In [5]:
import cupy as cp
from cupy import asnumpy 
from cuml.datasets.classification import make_classification
from cuml.preprocessing.model_selection import train_test_split
from cuml.ensemble import RandomForestClassifier as cuRF
from sklearn.metrics import balanced_accuracy_score as balanced
from cuml.metrics import confusion_matrix
import time

# synthetic dataset dimensions
n_samples = 2**20
n_features = 100
n_classes = 4
n_informative = 10

# random forest depth and size
n_estimators = 25
max_depth = 10

# generate synthetic data [ binary classification task ]
X, y = make_classification ( n_classes = n_classes,
                             n_features = n_features,
                             n_samples = n_samples,
                             n_informative = n_informative,
                             random_state = 0 )
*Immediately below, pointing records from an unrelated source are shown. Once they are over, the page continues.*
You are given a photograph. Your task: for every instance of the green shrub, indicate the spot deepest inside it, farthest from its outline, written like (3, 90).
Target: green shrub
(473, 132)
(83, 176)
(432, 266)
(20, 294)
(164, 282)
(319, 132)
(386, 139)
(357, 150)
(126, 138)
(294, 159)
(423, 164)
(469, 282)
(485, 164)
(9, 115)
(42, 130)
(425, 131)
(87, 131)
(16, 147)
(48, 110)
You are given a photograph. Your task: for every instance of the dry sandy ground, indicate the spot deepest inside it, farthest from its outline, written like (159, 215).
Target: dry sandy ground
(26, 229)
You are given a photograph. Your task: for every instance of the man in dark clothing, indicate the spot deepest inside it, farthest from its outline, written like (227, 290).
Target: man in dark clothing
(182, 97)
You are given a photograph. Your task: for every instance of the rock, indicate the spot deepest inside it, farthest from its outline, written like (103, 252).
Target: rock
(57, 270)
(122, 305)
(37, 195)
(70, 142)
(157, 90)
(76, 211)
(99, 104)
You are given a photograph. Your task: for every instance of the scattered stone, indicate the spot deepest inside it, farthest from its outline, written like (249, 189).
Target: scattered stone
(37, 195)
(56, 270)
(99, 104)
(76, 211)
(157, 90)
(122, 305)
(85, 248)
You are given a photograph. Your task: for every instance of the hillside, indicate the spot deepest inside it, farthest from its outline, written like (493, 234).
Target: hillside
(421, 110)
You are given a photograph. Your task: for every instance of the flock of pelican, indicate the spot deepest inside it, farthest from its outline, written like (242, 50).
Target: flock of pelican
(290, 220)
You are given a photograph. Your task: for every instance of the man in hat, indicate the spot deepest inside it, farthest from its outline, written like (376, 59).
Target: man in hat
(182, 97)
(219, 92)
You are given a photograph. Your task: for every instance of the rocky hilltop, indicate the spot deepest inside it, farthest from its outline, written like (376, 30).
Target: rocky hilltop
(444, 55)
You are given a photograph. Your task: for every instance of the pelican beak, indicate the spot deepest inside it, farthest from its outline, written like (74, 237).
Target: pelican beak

X_train, X_test, y_train, y_test = train_test_split( X, y, random_state = 0 )

model = cuRF( max_depth = max_depth, 
              n_estimators = n_estimators,
              random_state  = 0 )

trained_RF = model.fit ( X_train, y_train )

predictions = model.predict ( X_test )

y_test = y_test.astype(cp.int64)
predictions = predictions.astype(cp.int64)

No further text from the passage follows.